Genelkurmay Başkanı Orgeneral Hulusi Akar’ın 15 Temmuz darbe girişimi sonrası 18 ve 19 Temmuz tarihlerinde verdiği tanık ifadesi bugün basında yer aldı.
Buna göre, Orgeneral Akar 15 Temmuz günü saat 17.00-18.00 sıralarında makamında çalışırken Genelkurmay 2. Başkanı Yaşar Güler’in yanına gelerek MİT’ten kendisine akşam Kara Havacılık Okulu’ndan üç helikopterin görevlendirilmesiyle bir faaliyet icra edileceği yönünde istihbarat geldiğini ifade ediyor.
Akar, ifadesinde bunun üstüne Türkiye hava sahasındaki tüm askeri uçak ve helikopterlerin üslerine dönmesi, yeni kalkışlara engel olunması ve hiçbir zırhlı aracın birlik dışına çıkmasına müsaade edilmemesi emrini verdiğini aktarıyor.

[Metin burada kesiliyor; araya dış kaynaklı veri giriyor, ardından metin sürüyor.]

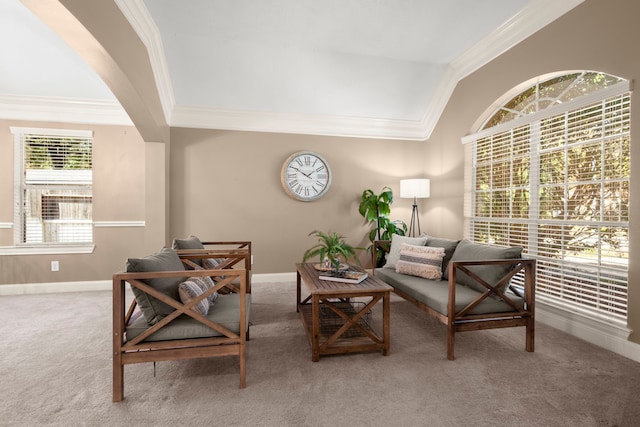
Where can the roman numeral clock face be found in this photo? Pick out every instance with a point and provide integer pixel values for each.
(305, 176)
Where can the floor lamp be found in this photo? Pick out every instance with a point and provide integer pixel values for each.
(416, 189)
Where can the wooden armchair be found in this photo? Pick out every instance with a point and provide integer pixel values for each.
(183, 333)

Bu noktada, akıllara MİT’in saat 16.00-17.00 sularında Genelkurmay Başkanı’nı darbe girişimi konusunda bilgilendirdiği yönündeki haberler geliyor.
Genelkurmay Başkanlığı da "15 Temmuz 2016 Cuma günü saat 16:00 sularında Milli İstihbarat Teşkilatı tarafından verilen bilgi, Genelkurmay Karargahında; Genelkurmay Başkanı Orgeneral Hulusi AKAR, Kara Kuvvetleri Komutanı Orgeneral Salih Zeki ÇOLAK ve Gnkur. II’nci Başkanı Orgeneral Yaşar GÜLER’in katılımıyla değerlendirilmiştir." denilen basın açıklamasını daha sonra internet sayfasından kaldırdı.
Çevikcan ve Selvi Fidan'ın, Akar’a haber verdiğini yazmıştı
Mesela Milliyet Gazetesi Ankara Temsilcisi Serpil Çevikcan, MİT Müsteşarı Hakan Fidan’la yaptığı kısa görüşmeye ilişkin 17 Temmuz Pazar günü yazdığı yazıda, Fidan’ın kendisine Genelkurmay Başkanı Orgeneral Akar’ı bilgilendirdiğini söylediğini aktarıyor.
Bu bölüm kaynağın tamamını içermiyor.